'Authoritarian Atmosphere' Prevented Claims of Abuse
By Patsy McGarry
One in Four [Ireland]
July 16, 2004
An "authoritarian atmosphere in schools and institutions made even credible people afraid to complain", said Brother John O'Shea, regional leader of the Brothers of Charity in Ireland and Britain, yesterday.
He was explaining to the investigation committee of the Commission to Inquire into Child Abuse why there were so few complaints of child abuse in residential institutions before the mid 1990s.
That was "the general situation" and it was similar where people with special needs were concerned. "They were seen as a group rather than as individuals in a group," he said.
The Brothers of Charity had 50 abuse allegations made against them to date, he said. They became aware of abuse as a significant issue for the first time in 1995 when informed by gardai that allegations had been made against two Brothers at their Lota centre in Cork. The two Brothers pleaded guilty and were sentenced. More allegations "followed in quick succession".
He agreed the gravity of abuse was not recognised in the past and was addressed, usually, as a moral issue "with an emphasis on the spiritual" and "a focus on the celibate life" of the accused "rather than on the abuse and hurt caused". It was dealt with "as a type of confessional secrecy situation," with "no understanding of the addictive nature of abuse".

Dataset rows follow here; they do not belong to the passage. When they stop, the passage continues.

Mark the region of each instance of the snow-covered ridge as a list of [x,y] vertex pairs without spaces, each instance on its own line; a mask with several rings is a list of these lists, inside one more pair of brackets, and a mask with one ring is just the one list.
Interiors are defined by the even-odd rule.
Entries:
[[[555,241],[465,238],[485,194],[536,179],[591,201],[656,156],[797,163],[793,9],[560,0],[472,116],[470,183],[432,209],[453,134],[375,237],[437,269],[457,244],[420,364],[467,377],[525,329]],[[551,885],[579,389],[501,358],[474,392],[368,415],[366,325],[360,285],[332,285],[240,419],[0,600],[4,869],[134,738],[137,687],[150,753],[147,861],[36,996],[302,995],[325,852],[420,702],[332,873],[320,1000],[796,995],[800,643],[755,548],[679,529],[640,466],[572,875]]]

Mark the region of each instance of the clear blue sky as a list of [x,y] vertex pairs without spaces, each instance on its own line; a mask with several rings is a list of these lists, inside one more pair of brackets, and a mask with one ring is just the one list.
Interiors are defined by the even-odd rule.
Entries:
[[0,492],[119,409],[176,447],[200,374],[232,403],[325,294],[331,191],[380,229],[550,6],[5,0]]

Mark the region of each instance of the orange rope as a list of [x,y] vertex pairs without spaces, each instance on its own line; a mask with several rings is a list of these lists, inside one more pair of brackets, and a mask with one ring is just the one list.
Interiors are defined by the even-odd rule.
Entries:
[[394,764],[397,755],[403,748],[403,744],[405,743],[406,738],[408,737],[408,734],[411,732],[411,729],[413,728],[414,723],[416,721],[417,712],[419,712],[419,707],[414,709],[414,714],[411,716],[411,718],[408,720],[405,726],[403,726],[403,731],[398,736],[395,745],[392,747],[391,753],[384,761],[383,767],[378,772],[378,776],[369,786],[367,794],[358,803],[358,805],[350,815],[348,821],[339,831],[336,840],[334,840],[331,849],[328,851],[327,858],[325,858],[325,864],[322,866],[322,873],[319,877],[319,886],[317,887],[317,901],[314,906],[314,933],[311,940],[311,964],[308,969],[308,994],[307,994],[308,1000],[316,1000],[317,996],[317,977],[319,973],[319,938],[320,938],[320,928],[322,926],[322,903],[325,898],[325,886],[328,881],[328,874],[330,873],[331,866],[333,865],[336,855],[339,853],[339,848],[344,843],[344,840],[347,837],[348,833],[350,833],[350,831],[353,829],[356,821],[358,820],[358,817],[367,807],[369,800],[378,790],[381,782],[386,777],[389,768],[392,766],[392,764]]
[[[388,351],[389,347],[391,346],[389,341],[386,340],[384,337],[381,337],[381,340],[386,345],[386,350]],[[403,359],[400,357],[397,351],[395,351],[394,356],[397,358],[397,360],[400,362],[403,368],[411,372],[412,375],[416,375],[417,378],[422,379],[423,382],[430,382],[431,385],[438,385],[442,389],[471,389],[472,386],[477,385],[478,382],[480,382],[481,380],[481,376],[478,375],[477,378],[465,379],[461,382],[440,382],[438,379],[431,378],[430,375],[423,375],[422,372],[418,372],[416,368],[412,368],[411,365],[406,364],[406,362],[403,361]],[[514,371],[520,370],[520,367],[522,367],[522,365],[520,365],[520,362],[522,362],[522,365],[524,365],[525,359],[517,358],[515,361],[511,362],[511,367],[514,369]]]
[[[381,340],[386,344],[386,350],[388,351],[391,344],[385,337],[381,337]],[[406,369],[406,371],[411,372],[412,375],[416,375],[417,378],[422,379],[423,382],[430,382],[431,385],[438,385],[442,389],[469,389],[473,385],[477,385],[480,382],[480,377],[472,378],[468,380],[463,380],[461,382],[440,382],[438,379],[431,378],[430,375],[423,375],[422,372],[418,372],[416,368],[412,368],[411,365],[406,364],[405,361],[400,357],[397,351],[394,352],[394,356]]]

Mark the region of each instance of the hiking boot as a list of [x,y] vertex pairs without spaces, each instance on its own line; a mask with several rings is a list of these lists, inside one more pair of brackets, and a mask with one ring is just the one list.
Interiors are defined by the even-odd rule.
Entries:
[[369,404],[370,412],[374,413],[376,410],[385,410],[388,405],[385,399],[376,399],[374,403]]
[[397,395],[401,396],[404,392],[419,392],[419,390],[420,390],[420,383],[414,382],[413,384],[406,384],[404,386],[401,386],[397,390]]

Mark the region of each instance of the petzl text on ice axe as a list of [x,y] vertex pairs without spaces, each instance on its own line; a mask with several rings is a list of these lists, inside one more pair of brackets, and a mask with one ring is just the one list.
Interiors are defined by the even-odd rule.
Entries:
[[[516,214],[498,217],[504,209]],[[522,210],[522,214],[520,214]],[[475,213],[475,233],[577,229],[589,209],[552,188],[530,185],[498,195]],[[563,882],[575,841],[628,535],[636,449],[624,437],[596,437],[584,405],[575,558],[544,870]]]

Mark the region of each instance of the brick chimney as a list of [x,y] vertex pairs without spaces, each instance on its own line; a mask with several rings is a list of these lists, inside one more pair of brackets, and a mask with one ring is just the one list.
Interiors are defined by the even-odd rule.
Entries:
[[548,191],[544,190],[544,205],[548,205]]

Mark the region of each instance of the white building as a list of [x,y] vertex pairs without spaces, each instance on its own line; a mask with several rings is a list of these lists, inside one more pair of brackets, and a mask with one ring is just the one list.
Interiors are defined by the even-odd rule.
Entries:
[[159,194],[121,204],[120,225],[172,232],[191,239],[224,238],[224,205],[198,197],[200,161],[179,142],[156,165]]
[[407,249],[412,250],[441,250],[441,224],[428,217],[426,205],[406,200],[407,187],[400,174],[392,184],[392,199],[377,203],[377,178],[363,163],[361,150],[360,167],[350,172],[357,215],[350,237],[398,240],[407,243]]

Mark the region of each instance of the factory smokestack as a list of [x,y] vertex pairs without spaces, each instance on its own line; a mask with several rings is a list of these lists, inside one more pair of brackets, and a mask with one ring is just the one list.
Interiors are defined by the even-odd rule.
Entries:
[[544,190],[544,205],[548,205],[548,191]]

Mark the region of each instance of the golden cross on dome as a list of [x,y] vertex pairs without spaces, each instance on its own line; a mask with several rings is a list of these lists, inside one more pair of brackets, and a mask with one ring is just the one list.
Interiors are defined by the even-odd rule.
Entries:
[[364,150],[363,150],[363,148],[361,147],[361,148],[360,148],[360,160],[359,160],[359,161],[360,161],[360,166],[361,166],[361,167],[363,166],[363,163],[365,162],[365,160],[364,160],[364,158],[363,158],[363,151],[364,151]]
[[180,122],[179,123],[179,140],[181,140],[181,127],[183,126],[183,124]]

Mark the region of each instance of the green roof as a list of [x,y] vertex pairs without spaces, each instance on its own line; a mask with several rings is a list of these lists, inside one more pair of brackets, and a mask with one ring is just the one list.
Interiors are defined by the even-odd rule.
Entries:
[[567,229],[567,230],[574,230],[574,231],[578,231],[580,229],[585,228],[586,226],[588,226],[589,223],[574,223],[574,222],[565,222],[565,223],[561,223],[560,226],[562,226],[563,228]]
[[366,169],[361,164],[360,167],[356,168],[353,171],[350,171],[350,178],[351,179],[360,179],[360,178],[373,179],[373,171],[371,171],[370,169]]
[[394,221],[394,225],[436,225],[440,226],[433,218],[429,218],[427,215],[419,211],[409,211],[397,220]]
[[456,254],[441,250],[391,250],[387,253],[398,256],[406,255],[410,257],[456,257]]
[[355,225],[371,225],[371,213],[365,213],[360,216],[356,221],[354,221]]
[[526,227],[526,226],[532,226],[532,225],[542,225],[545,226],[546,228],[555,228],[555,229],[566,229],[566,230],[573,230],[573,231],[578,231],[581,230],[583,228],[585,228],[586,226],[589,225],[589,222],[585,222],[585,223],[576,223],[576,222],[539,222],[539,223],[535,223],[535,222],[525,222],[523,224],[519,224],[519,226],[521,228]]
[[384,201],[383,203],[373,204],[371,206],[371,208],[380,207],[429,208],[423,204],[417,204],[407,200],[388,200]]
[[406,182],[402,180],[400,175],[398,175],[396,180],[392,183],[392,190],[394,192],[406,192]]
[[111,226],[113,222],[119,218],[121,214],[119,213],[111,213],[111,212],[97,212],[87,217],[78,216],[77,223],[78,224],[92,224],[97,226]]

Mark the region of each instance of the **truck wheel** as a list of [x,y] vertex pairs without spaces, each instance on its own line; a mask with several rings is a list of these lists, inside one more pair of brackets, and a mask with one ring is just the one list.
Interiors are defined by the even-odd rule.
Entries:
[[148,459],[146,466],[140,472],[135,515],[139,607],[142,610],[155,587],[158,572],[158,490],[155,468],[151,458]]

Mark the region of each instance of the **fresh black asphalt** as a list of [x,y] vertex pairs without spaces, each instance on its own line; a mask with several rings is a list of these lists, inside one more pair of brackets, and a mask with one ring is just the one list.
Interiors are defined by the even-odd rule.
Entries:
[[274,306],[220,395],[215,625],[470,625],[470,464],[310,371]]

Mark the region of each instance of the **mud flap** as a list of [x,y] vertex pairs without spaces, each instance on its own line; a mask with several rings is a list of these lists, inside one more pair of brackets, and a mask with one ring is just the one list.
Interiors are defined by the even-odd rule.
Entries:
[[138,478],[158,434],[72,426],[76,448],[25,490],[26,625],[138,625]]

Sister Anne Boland, provincial of the Daughters of the Heart of Mary, said that 2,154 children passed through their St Joseph's orphanage in Dun Laoghaire between its opening in 1856 and closure in 1985.
In 1971 a child alleged she had been sexually abused by a man whose family she had been staying with at weekends. The gardai were informed and the child was not allowed visit the family again. In 1997 a boy complained he was being sexually abused by a priest who visited the orphanage. The priest was convicted.
Brother Pius McCarthy, provincial secretary of the De La Salle congregation, said that 20 people had made complaints against members of the congregation to the commission. In all, 29 allegations had been made: 13 of sexual abuse, 15 of physical abuse, and one of knowing about but not reporting abuse.
Allegations in 1991 were investigated by the health board and gardai but it concluded there was no evidence. In 1994 three former residents complained to gardai about physical and sexual abuse at the Finglas Children's Centre in Dublin. The allegations were denied by staff interviewed by gardai.